![PyPI Now Supports iOS and Android Wheels for Mobile Python Development](https://cdn.sanity.io/images/cgdhsj6q/production/96416c872705517a6a65ad9646ce3e7caef623a0-1024x1024.webp?w=400&fit=max&auto=format)
Security News
PyPI Now Supports iOS and Android Wheels for Mobile Python Development
PyPI now supports iOS and Android wheels, making it easier for Python developers to distribute mobile packages.
elasticsearch-helper
Advanced tools
A Nodejs module facilitating querying Elasticsearch clusters.
After experiencing a lot of issues due to the way Elasticsearch handles the queries, I decided to create this helper currently used on production level that had helped us to drastically improve the readability and flexibility of our code.
With this helper you will be able to query your elasticsearch clusters very easily. Everything is chainable and the query always returns a promise.
NOTE: Even if we use this on production level, we still find bugs and add improvements to the module codebase. Feel free to fork it and modify it for your own needs.
npm install --save elasticsearch-helper
const ES = require("elasticsearch-helper")
// Will create a default client
ES.addClient("127.0.0.1:9200");
// Will create a client with name "client1"

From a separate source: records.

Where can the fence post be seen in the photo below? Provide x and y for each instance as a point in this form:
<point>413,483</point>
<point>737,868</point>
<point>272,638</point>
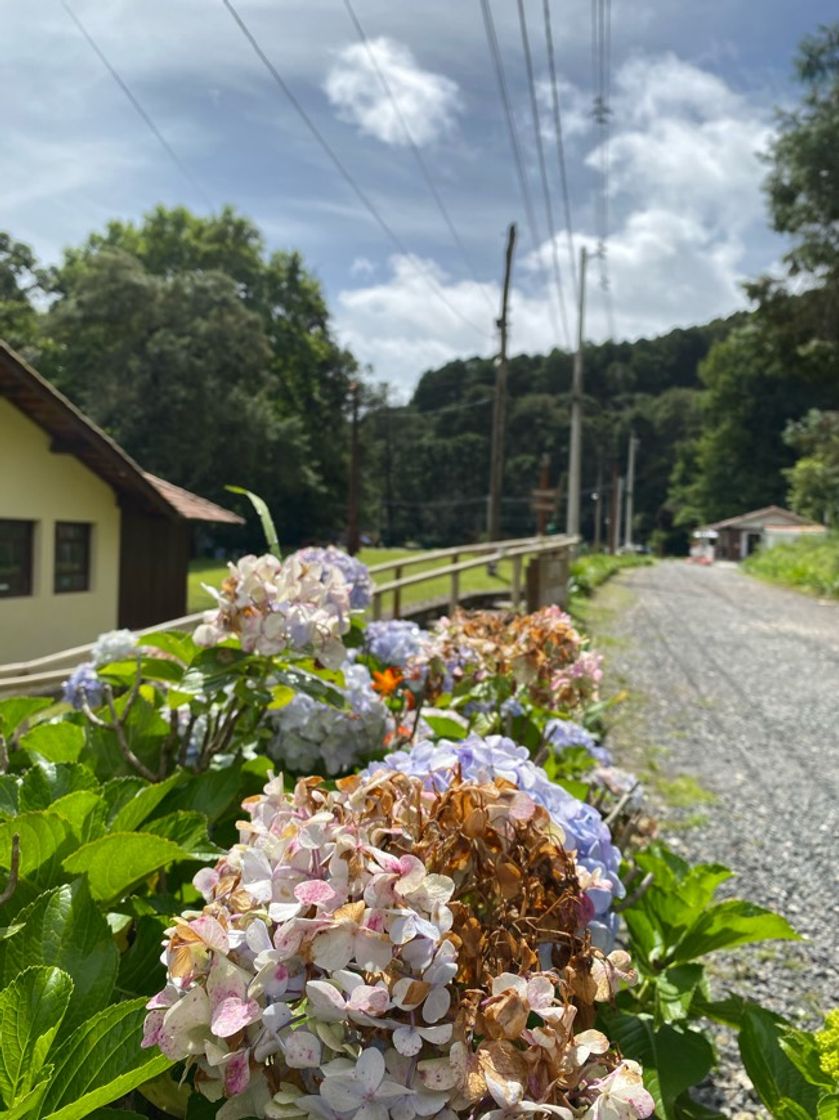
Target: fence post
<point>516,581</point>
<point>398,593</point>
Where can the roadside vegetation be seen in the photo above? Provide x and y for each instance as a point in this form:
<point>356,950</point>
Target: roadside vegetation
<point>809,565</point>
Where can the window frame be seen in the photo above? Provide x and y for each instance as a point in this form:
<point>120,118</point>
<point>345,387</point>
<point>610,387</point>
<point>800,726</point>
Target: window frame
<point>83,571</point>
<point>27,570</point>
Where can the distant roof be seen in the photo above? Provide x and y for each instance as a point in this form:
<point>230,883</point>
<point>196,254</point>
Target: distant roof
<point>763,518</point>
<point>75,434</point>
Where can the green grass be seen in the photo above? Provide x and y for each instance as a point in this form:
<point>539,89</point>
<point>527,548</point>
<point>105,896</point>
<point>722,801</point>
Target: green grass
<point>476,579</point>
<point>811,565</point>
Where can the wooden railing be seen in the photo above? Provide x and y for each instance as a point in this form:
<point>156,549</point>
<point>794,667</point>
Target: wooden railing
<point>45,674</point>
<point>516,551</point>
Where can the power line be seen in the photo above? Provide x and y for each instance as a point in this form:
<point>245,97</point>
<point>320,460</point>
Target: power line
<point>602,83</point>
<point>343,170</point>
<point>542,168</point>
<point>560,145</point>
<point>495,54</point>
<point>138,108</point>
<point>415,148</point>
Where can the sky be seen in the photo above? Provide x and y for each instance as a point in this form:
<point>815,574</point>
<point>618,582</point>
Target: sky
<point>695,89</point>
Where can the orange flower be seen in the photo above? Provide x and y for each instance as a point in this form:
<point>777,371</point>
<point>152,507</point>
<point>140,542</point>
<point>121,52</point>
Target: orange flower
<point>388,682</point>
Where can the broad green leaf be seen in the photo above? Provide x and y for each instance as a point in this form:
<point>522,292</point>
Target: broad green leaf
<point>673,1058</point>
<point>674,991</point>
<point>119,860</point>
<point>16,709</point>
<point>733,923</point>
<point>132,814</point>
<point>64,929</point>
<point>140,970</point>
<point>9,793</point>
<point>187,830</point>
<point>264,515</point>
<point>28,1106</point>
<point>45,782</point>
<point>120,791</point>
<point>828,1108</point>
<point>445,728</point>
<point>776,1080</point>
<point>85,812</point>
<point>802,1051</point>
<point>55,743</point>
<point>210,793</point>
<point>101,1063</point>
<point>31,1008</point>
<point>45,840</point>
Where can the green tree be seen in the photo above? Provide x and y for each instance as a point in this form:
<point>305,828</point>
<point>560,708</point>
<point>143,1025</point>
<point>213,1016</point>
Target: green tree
<point>176,369</point>
<point>814,477</point>
<point>305,375</point>
<point>19,280</point>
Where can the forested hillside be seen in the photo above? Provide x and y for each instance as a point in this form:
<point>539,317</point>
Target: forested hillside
<point>651,386</point>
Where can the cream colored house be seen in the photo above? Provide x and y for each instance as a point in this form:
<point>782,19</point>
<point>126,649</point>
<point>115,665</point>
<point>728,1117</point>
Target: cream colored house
<point>89,541</point>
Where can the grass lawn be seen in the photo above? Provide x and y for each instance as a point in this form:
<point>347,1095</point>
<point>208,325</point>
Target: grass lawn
<point>478,579</point>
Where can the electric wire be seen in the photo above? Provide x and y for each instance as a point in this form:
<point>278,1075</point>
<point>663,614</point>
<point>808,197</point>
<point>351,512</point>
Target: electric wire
<point>542,168</point>
<point>344,171</point>
<point>559,142</point>
<point>415,149</point>
<point>602,84</point>
<point>501,81</point>
<point>139,109</point>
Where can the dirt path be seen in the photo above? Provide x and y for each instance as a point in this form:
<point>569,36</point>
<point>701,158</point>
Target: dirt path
<point>734,724</point>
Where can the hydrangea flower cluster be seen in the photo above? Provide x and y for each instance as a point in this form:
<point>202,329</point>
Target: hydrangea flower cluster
<point>542,652</point>
<point>562,734</point>
<point>83,687</point>
<point>315,737</point>
<point>584,831</point>
<point>273,606</point>
<point>355,572</point>
<point>385,952</point>
<point>114,645</point>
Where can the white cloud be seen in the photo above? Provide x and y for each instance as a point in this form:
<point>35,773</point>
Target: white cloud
<point>428,102</point>
<point>362,267</point>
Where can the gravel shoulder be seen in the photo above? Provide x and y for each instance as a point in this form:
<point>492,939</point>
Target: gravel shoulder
<point>733,722</point>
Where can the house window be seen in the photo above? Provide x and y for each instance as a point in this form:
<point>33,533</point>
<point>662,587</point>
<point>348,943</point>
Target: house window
<point>16,558</point>
<point>72,556</point>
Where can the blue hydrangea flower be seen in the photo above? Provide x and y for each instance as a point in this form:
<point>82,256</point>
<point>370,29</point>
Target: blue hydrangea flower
<point>585,831</point>
<point>313,737</point>
<point>564,733</point>
<point>83,684</point>
<point>394,642</point>
<point>354,572</point>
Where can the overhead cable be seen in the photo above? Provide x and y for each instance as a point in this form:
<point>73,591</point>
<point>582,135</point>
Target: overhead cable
<point>345,174</point>
<point>542,168</point>
<point>499,66</point>
<point>415,148</point>
<point>559,142</point>
<point>139,109</point>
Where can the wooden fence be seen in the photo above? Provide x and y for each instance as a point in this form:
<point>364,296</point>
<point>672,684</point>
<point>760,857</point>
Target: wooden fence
<point>46,674</point>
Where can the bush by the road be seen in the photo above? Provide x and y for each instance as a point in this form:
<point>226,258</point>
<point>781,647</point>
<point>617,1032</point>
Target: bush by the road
<point>809,563</point>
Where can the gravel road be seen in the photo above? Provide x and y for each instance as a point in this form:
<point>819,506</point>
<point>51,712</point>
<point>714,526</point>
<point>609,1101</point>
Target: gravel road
<point>736,686</point>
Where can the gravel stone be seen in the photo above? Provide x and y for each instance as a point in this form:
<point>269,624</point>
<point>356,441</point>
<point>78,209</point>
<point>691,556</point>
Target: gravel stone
<point>736,686</point>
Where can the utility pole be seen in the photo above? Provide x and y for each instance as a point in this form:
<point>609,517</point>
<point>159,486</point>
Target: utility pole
<point>496,457</point>
<point>598,503</point>
<point>630,488</point>
<point>352,521</point>
<point>575,455</point>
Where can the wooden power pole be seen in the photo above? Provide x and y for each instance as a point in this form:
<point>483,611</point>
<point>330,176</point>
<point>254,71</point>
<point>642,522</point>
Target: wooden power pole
<point>630,490</point>
<point>496,455</point>
<point>354,495</point>
<point>575,454</point>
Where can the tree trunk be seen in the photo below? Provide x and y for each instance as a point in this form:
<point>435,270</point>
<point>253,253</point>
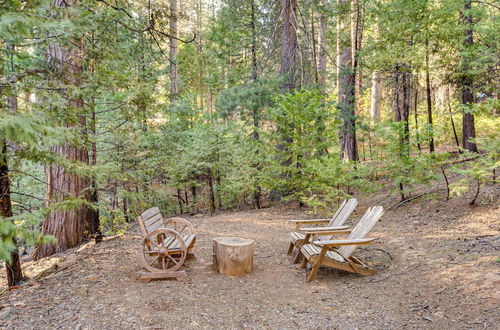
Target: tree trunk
<point>13,269</point>
<point>66,226</point>
<point>255,110</point>
<point>356,39</point>
<point>455,135</point>
<point>415,112</point>
<point>429,100</point>
<point>289,44</point>
<point>13,266</point>
<point>322,53</point>
<point>467,96</point>
<point>95,230</point>
<point>375,99</point>
<point>346,87</point>
<point>173,51</point>
<point>314,49</point>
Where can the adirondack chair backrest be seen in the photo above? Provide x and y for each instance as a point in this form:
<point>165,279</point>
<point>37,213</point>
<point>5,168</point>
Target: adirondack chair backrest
<point>362,229</point>
<point>150,220</point>
<point>343,212</point>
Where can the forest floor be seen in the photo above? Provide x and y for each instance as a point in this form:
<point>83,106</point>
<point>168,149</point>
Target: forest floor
<point>438,264</point>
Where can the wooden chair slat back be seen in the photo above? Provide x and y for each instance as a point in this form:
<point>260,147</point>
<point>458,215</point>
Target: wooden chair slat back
<point>362,229</point>
<point>343,212</point>
<point>150,220</point>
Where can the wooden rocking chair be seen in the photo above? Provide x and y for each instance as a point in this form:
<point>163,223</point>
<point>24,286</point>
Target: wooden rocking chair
<point>337,253</point>
<point>165,245</point>
<point>297,237</point>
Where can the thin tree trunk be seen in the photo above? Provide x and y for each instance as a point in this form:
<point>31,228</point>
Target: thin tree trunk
<point>289,44</point>
<point>12,266</point>
<point>429,100</point>
<point>346,87</point>
<point>173,51</point>
<point>455,135</point>
<point>95,230</point>
<point>212,194</point>
<point>255,110</point>
<point>375,98</point>
<point>415,111</point>
<point>467,96</point>
<point>356,39</point>
<point>322,53</point>
<point>314,48</point>
<point>66,226</point>
<point>13,269</point>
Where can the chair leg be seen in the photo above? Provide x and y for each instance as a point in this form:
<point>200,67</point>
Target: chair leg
<point>317,263</point>
<point>314,270</point>
<point>303,264</point>
<point>298,257</point>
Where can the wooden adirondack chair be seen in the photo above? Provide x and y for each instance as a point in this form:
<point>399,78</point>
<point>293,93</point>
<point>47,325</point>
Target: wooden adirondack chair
<point>297,237</point>
<point>165,244</point>
<point>322,253</point>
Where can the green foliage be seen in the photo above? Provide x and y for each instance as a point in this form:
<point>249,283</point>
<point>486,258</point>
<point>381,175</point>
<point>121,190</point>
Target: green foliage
<point>405,169</point>
<point>480,169</point>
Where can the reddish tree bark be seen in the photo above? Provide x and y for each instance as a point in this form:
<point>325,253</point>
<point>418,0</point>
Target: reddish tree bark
<point>66,226</point>
<point>289,44</point>
<point>12,267</point>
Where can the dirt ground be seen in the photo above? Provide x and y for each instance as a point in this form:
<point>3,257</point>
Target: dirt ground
<point>438,265</point>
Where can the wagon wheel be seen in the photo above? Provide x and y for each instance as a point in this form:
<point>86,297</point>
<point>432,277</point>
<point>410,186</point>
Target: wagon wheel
<point>180,225</point>
<point>163,250</point>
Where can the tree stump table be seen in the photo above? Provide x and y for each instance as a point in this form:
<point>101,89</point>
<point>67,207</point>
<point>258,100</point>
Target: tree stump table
<point>233,255</point>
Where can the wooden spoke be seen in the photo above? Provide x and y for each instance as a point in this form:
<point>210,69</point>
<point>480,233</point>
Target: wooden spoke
<point>166,255</point>
<point>175,262</point>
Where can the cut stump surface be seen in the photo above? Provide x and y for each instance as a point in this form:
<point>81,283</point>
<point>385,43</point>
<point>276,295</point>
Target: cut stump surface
<point>233,255</point>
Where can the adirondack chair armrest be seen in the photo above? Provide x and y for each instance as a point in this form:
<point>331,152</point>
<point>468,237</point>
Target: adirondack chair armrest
<point>359,241</point>
<point>322,230</point>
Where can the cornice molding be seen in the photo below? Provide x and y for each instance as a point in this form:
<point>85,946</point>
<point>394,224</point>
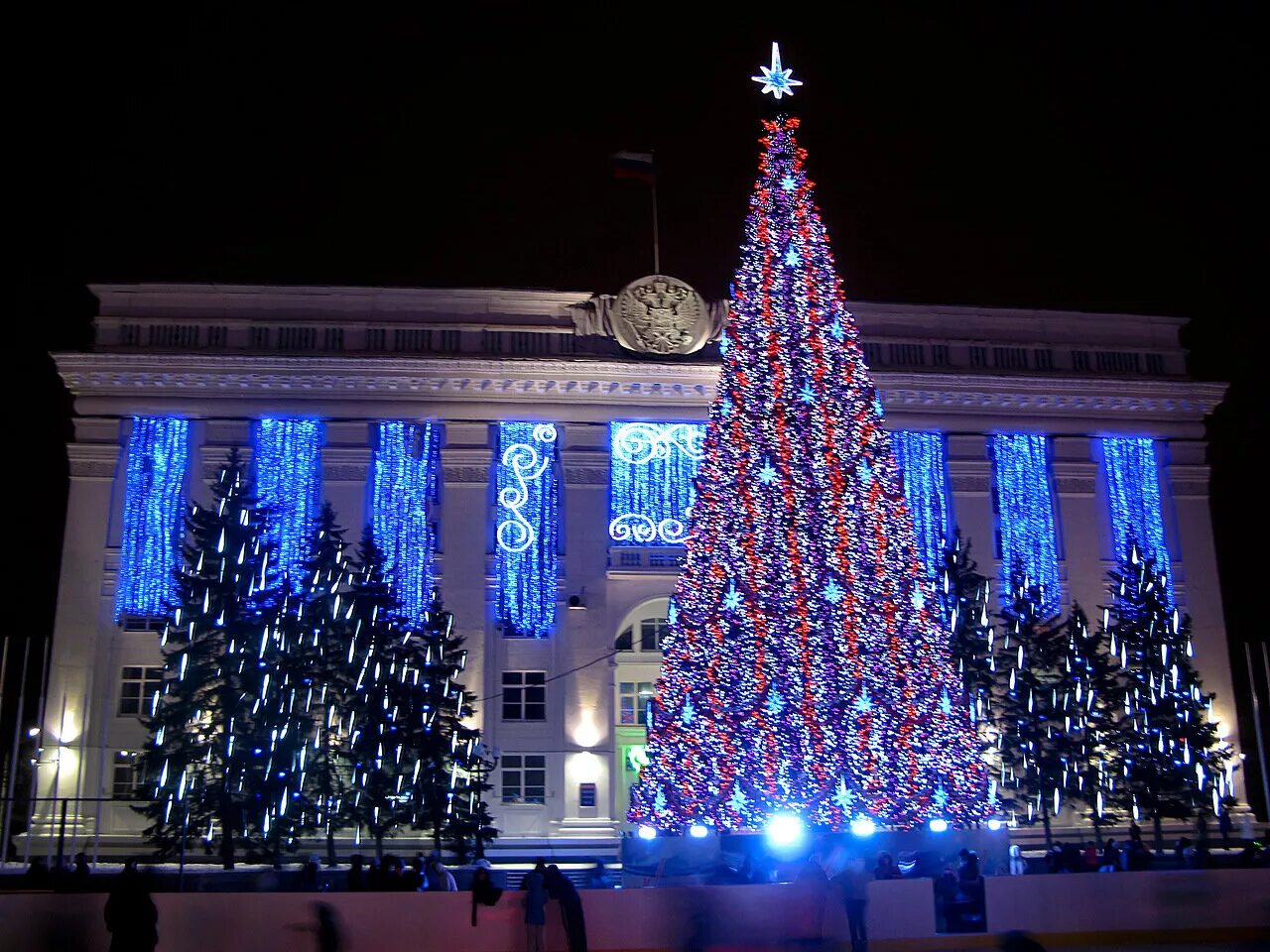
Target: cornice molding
<point>689,385</point>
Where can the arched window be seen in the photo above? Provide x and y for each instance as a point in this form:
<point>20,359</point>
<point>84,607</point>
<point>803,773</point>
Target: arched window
<point>644,629</point>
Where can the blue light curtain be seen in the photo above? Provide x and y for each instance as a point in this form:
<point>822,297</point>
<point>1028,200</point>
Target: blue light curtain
<point>286,461</point>
<point>1133,499</point>
<point>153,507</point>
<point>527,527</point>
<point>924,460</point>
<point>651,480</point>
<point>403,489</point>
<point>1026,525</point>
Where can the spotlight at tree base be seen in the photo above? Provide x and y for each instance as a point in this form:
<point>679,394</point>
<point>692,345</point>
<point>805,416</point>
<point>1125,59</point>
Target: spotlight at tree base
<point>785,830</point>
<point>862,826</point>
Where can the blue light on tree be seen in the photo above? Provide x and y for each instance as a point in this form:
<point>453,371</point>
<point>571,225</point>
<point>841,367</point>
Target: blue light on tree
<point>403,490</point>
<point>153,506</point>
<point>651,480</point>
<point>526,535</point>
<point>924,460</point>
<point>1025,512</point>
<point>286,463</point>
<point>1133,497</point>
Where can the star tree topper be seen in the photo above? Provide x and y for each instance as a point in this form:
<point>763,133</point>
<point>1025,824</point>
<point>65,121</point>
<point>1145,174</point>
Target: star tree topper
<point>775,79</point>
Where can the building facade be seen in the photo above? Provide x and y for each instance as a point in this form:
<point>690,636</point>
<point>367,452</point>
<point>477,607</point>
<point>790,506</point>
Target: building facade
<point>553,439</point>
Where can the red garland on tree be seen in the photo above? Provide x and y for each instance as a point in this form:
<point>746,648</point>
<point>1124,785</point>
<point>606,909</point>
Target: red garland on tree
<point>807,667</point>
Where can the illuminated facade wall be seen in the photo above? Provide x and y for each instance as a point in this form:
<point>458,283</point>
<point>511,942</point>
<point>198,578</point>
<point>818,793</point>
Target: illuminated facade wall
<point>924,458</point>
<point>153,515</point>
<point>403,492</point>
<point>651,483</point>
<point>1026,526</point>
<point>286,465</point>
<point>1132,476</point>
<point>527,530</point>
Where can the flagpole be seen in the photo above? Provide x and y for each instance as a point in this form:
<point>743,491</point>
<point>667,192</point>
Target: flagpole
<point>657,245</point>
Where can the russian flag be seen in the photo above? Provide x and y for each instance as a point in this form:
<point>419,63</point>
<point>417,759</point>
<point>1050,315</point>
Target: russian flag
<point>633,166</point>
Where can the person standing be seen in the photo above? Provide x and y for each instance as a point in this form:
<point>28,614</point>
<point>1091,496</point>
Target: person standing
<point>564,892</point>
<point>853,883</point>
<point>131,916</point>
<point>535,901</point>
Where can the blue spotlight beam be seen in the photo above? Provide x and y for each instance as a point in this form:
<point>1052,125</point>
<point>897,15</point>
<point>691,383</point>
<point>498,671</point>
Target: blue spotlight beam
<point>286,462</point>
<point>651,480</point>
<point>153,506</point>
<point>527,529</point>
<point>924,460</point>
<point>1133,499</point>
<point>403,490</point>
<point>1025,513</point>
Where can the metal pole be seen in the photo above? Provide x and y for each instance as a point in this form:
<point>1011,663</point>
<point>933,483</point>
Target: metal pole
<point>1256,724</point>
<point>657,243</point>
<point>102,758</point>
<point>13,758</point>
<point>58,771</point>
<point>35,770</point>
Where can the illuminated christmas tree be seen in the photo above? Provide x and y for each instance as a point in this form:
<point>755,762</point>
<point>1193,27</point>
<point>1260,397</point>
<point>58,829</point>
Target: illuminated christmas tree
<point>965,592</point>
<point>1174,763</point>
<point>807,666</point>
<point>1030,744</point>
<point>225,762</point>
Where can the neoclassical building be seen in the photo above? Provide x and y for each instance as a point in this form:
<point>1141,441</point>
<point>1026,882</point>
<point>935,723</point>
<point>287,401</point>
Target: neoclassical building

ES.addClient("client1","127.0.0.1:9200");
// Will create a client with name "client1" and will be used as default
ES.addClient("client1","127.0.0.1:9200",true);
// Alias:
ES.AddClient(...)
The client is chainable which means that you can call functions one after the other until you execute the query. The query is then returning a promise.
Initialise a query:
// Querying on index "Index1"
ES.query("Index1");
// Querying on all indexes starting with "Index"
ES.query("Index*");
// Querying on index "Index1" and type "Type1"
ES.query("Index1","Type1");
// Querying on index "Index1" and type "Type1" using the client "Client1"
ES.query("Index1","Type1)".use("Client1")
We implemented some helpers based on what we were using a lot.
New ones will be added over time.
NOTE: All those methods return a promise.
Easily copy an index/type to another client/index/type using bulk inserts.
NOTE1: you can copy based on a query, check below to see how to do queries.
NOTE2: If you want to copy millions of rows remember to set size()
, Elasticsearch-helper will create a scroll.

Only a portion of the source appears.